References

Bob Metcalfe (Forum NZ Skeptic 54) seems to be calling for a change in editorial policy on footnotes and references. This has been consistent throughout the history of this society and any change would completely alter the character of this journal. What do members want? I thank him for his apology. Anything that increases feedback on articles in NZ Skeptic and the numbers of letters in Forum is to be welcomed.

Contrary to Metcalfe’s assertions my article (NZ Skeptic 50) did contain a number of references, though these were not footnoted. I agree that Trevor-Roper is hardly “at the cutting edge” but surprised that Metcalfe failed to notice the reference to an Oxford historian who has done recent work on the 16th and 17th centuries. The two books I mentioned in my previous letter were not intended as a list of what I had read but merely suggestions for interested skeptics who might like to pursue the topic further.

However what I cannot understand is why he assumed without any evidence, that I had had no training in history. This is simply prejudice not skepticism. Metcalfe is still trying to resurrect the old “argument from authority”, which I totally reject. It does not matter who you are; all that matters are the facts and rational arguments.

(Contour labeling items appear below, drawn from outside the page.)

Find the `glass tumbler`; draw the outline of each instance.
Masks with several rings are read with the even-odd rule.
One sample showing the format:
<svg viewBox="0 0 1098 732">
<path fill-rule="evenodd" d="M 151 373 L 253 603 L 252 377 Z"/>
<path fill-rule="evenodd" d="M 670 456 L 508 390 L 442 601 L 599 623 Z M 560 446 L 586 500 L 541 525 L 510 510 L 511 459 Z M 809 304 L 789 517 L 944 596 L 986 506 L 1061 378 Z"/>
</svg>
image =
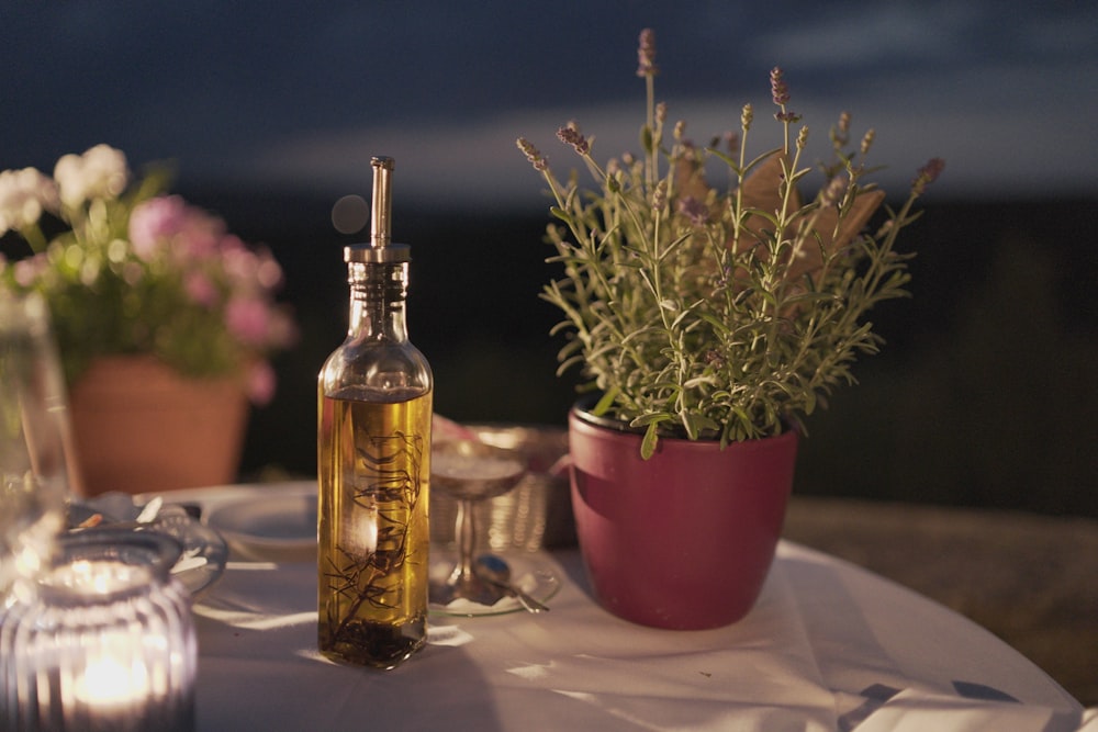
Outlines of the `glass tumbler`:
<svg viewBox="0 0 1098 732">
<path fill-rule="evenodd" d="M 93 529 L 0 610 L 0 729 L 194 729 L 197 641 L 170 537 Z"/>
</svg>

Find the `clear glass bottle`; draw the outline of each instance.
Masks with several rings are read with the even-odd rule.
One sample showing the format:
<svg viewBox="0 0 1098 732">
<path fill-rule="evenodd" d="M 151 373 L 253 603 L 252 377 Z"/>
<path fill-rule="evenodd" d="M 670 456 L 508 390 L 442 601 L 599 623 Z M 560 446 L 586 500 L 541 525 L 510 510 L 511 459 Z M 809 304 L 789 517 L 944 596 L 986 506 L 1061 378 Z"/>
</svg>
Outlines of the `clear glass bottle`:
<svg viewBox="0 0 1098 732">
<path fill-rule="evenodd" d="M 393 161 L 372 164 L 370 241 L 344 250 L 350 327 L 318 378 L 318 645 L 392 668 L 427 637 L 433 376 L 408 340 L 408 247 L 390 240 Z"/>
</svg>

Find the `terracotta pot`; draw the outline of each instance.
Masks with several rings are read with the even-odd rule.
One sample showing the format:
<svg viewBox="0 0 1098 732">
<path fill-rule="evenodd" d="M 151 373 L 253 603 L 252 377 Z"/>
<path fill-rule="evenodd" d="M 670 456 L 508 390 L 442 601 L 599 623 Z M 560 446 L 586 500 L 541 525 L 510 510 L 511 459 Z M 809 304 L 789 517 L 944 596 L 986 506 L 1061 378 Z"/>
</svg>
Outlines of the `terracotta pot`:
<svg viewBox="0 0 1098 732">
<path fill-rule="evenodd" d="M 738 442 L 641 436 L 569 416 L 572 511 L 595 599 L 675 630 L 741 619 L 762 589 L 793 487 L 797 433 Z"/>
<path fill-rule="evenodd" d="M 97 359 L 70 394 L 86 495 L 232 483 L 248 404 L 239 379 L 184 379 L 150 357 Z"/>
</svg>

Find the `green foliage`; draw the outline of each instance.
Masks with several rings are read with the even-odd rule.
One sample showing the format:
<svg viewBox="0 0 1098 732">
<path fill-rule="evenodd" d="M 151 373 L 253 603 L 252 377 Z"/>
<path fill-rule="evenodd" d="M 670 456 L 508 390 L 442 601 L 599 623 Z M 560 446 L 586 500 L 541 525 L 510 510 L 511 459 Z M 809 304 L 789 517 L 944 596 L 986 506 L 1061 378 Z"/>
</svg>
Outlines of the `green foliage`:
<svg viewBox="0 0 1098 732">
<path fill-rule="evenodd" d="M 831 134 L 833 160 L 802 205 L 798 188 L 811 172 L 802 161 L 807 128 L 788 142 L 799 117 L 776 88 L 786 143 L 751 158 L 750 105 L 733 148 L 699 149 L 683 137 L 683 123 L 666 134 L 652 74 L 645 76 L 642 158 L 603 167 L 576 125 L 558 133 L 595 188 L 582 189 L 574 172 L 561 181 L 519 140 L 556 199 L 548 239 L 557 254 L 547 261 L 563 277 L 542 297 L 564 316 L 554 328 L 568 336 L 559 372 L 579 368 L 582 388 L 603 393 L 596 413 L 643 429 L 646 457 L 660 435 L 728 443 L 780 433 L 854 383 L 858 357 L 877 351 L 866 314 L 906 295 L 911 255 L 894 245 L 943 164 L 920 170 L 899 211 L 871 232 L 865 224 L 884 199 L 862 181 L 872 131 L 849 149 L 843 115 Z M 728 171 L 728 191 L 706 182 L 710 161 Z"/>
<path fill-rule="evenodd" d="M 32 254 L 0 258 L 0 288 L 45 297 L 70 383 L 97 357 L 152 354 L 183 375 L 239 376 L 262 403 L 273 391 L 267 357 L 294 337 L 273 296 L 281 268 L 166 195 L 166 179 L 131 182 L 105 145 L 63 156 L 53 178 L 3 171 L 0 235 L 21 235 Z"/>
</svg>

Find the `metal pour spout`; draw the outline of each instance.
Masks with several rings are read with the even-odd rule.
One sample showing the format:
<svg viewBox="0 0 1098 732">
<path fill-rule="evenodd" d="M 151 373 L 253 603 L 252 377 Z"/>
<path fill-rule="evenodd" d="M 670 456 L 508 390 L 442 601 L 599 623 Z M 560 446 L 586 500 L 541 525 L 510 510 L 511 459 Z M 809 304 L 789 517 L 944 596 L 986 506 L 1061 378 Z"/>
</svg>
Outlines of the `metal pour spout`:
<svg viewBox="0 0 1098 732">
<path fill-rule="evenodd" d="M 373 166 L 370 246 L 379 249 L 388 247 L 392 241 L 394 162 L 389 157 L 374 157 L 370 159 L 370 165 Z"/>
<path fill-rule="evenodd" d="M 373 203 L 370 216 L 370 240 L 344 247 L 344 260 L 359 263 L 401 263 L 412 258 L 406 244 L 393 244 L 393 159 L 377 156 L 373 166 Z"/>
</svg>

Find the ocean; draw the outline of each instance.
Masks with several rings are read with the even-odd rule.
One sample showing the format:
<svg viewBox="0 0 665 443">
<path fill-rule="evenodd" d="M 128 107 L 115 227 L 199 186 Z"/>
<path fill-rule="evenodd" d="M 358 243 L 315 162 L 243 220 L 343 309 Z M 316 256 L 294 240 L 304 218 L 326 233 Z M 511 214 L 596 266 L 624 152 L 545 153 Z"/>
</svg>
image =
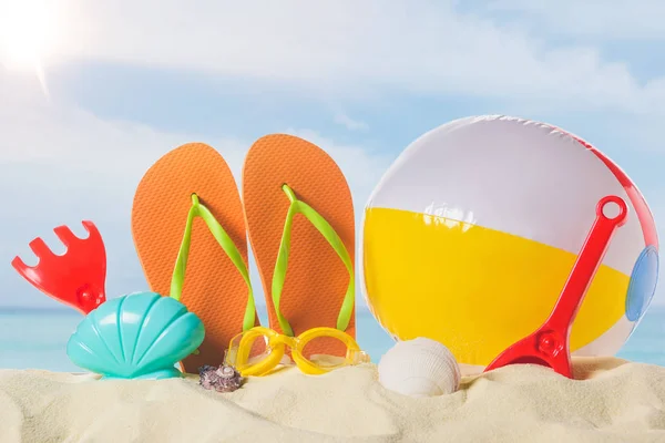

In 1905 a 26-year-old Swiss civil servant with minimal academic qualifications published a paper which for the first time, proved the existence of molecules and thus won him a Nobel Prize in physics. In the same edition of Annalen der Physik he published two more papers, one of which translated as On the Electrodynamics of Moving Bodies, produced a revolution in science. This latter paper carried no footnotes or references.

Any discipline that returns to “argument from authority” would move back several centuries to sterile scholasticism. I do not believe this is happening to History.